Cette phrase de Jésus traduit une certaine urgence. Il est temps d’agir. Aujourd’hui, la Parole de Dieu nous redit qu’Il a fait alliance avec nous. Le récit de Noé (1ère lecture) raconte cette alliance de Dieu avec toute l’humanité après le déluge : l’arc-en-ciel en est le signe. Pierre, dans sa lettre, (2e lecture) parle d’eau, lui aussi, non pour évoquer le déluge destructeur, mais l’eau du Baptême, l’eau qui sauve et renouvelle nos vies. Enfin, l’Esprit pousse Jésus au désert où il triomphe de la tentation et, assumant sa mission, nous fait entrer dans la nouvelle Alliance.

Le désert

L’Esprit pousse Jésus au désert. Partout, le désert demeure un lieu aride, sans vie apparente où l’on ressent vite le dépouillement et la fragilité, car le désert est dominé par des forces de la nature. Au désert, le manque de tout attise le désir et même conduit à exagérer l’importance des réalités dont nous sommes alors privés.

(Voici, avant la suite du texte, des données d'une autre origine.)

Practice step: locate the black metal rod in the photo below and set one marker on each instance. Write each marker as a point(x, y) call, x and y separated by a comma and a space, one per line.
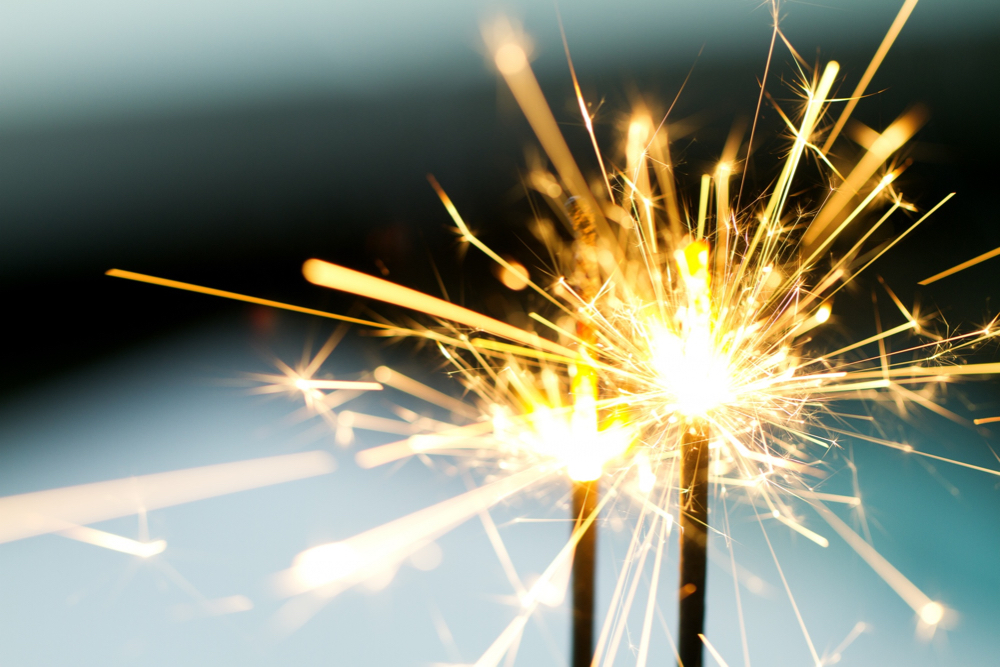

Jésus y est conduit pour y être tenté. Quelles peuvent bien être les tentations de Jésus ? L’Évangile de Marc, contrairement à Mathieu et Luc, ne décrit pas la nature de ces tentations, mais elles apparaissent tout au long de son récit. Jésus devra refuser de s’attribuer à lui-même la puissance de Dieu lors des guérisons et la libération des possédés. Il doit en outre se méfier de la popularité que lui procurent les miracles, et ne pas attirer sur lui l’attention mais l’orienter vers Dieu. Il va se plier à la volonté du Père qui l’appelle à donner sa vie : la prière de Gethsémani et son cri sur la croix confirment la force de la tentation d’éviter l’échec, le rejet, la passion et la mort.

L’Esprit a poussé Jésus au désert. Sous la forme du confinement, le désert s’est invité chez nous. Le désert a préparé Jésus à sa mission. Notre désert pourrait-il être utile, voire nécessaire à notre cheminement ?

Nous traversons un désert. Nos foyers bien chauffés ne ressemblent en rien au désert du Sahara ou celui de Judée, mais lorsqu’on y est confiné, on se voit privé de toutes ces activités et rencontres qui meublaient habituellement notre temps. Cette privation nous découvre notre pauvreté personnelle et, d’une certaine manière, met en lumière notre besoin des autres et notre dépendance face à des choses futiles.

En outre, nous serions tentés de considérer que tout ce que nous avons et nous sommes nous est dû, oubliant que cela nous vient du Père. Privés de rencontres multiples, dans la quasi-solitude du confinement, on n’a plus besoin de paraître et de projeter une certaine image. Débarrassés d’une image à protéger devant les autres ne peut être que libérateur et nous faire grandir en authenticité.

Plusieurs répètent : « ce ne sera plus comme avant. » Mais par certaines de nos réactions il semble que nous reviendrions volontiers à ce qui était, oubliant de précieuses découvertes. Sortirons-nous enrichis de notre désert ?

L’Alliance

Noé, que Dieu identifie comme le dernier des justes, i.e. ceux qui sont fidèles à sa loi, obéit et construit une arche qui sauvera du déluge une famille et des animaux de toutes les espèces. On repart ainsi à zéro : il s’agit d’une nouvelle création. Selon le récit, devant la corruption généralisée, le Créateur a regretté d’avoir créé les hommes. Mais il ne se résigne pas à cet échec. Il trouve en Noé, un homme juste qui devient un nouvel Adam.

Inutile de chercher les mesures exactes et les matériaux d’une arche qui aurait pu contenir quelques exemplaires de toutes les espèces animales. Le conte illustre simplement la volonté de Dieu de poursuivre son œuvre malgré les défaillances humaines, en dépit de nos propres ruptures d’alliance. Non seulement il poursuit l’œuvre mais s’engage envers nous :

« Voici le signe de l’alliance que j’établis entre moi et vous, et avec tous les êtres vivants qui sont avec vous, pour les générations à jamais : je mets mon arc au milieu des nuages pour qu’il soit le signe de l’alliance entre moi et la terre. »

Une phrase étrange, comme si Dieu pouvait avoir des pertes de mémoire, alors qu’il nous arrive fréquemment dans nos rapports avec Dieu de souffrir d’amnésie et d’oublier ses bienfaits et son amour. Notons l’universalité de cette alliance qui englobe la descendance de Noé et tout le cosmos : il s’agit de « L’alliance entre moi et la terre. »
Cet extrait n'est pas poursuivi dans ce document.